A big sticking point for both policymakers and law enforcement officials in Georgia is the federal classification of marijuana as a Schedule I drug, the most dangerous class of drugs with a high potential for abuse and addiction, and no accepted medical uses, according to the U.S. Food and Drug Administration. Federal officials declined in August to change that classification, a decision that stunned advocates, including those in Georgia who said it would hurt families trying to get those forms of medical marijuana legally allowed in various states.
Many Georgia officials, including Gov. Nathan Deal, have said that the federal classification needs to change before the state’s law can be expanded.
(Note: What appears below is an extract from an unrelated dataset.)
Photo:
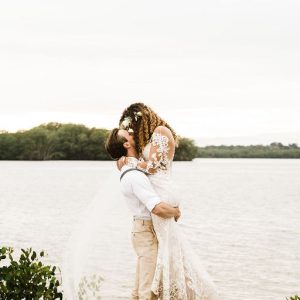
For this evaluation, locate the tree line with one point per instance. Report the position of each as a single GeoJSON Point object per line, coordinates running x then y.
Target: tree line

“The FDA didn’t do us any favors last summer by keeping it on Schedule I,” Ward said, noting that the academy had argued for marijuana to be reclassified as a Schedule II drug, a designation that would allow more freedom for sanctioned use of the drug in medical research studies. “We just support these things being studied.”
He points to studies of cannabidiol’s effect on intractable epilepsy that have included ongoing clinical trials in Georgia. Early results of those studies are trending positively, and Ward said that is the type of result that would make his members more comfortable with the oil’s use on other conditions.
The chapter has taken no position on the THC percentage issue, Ward said.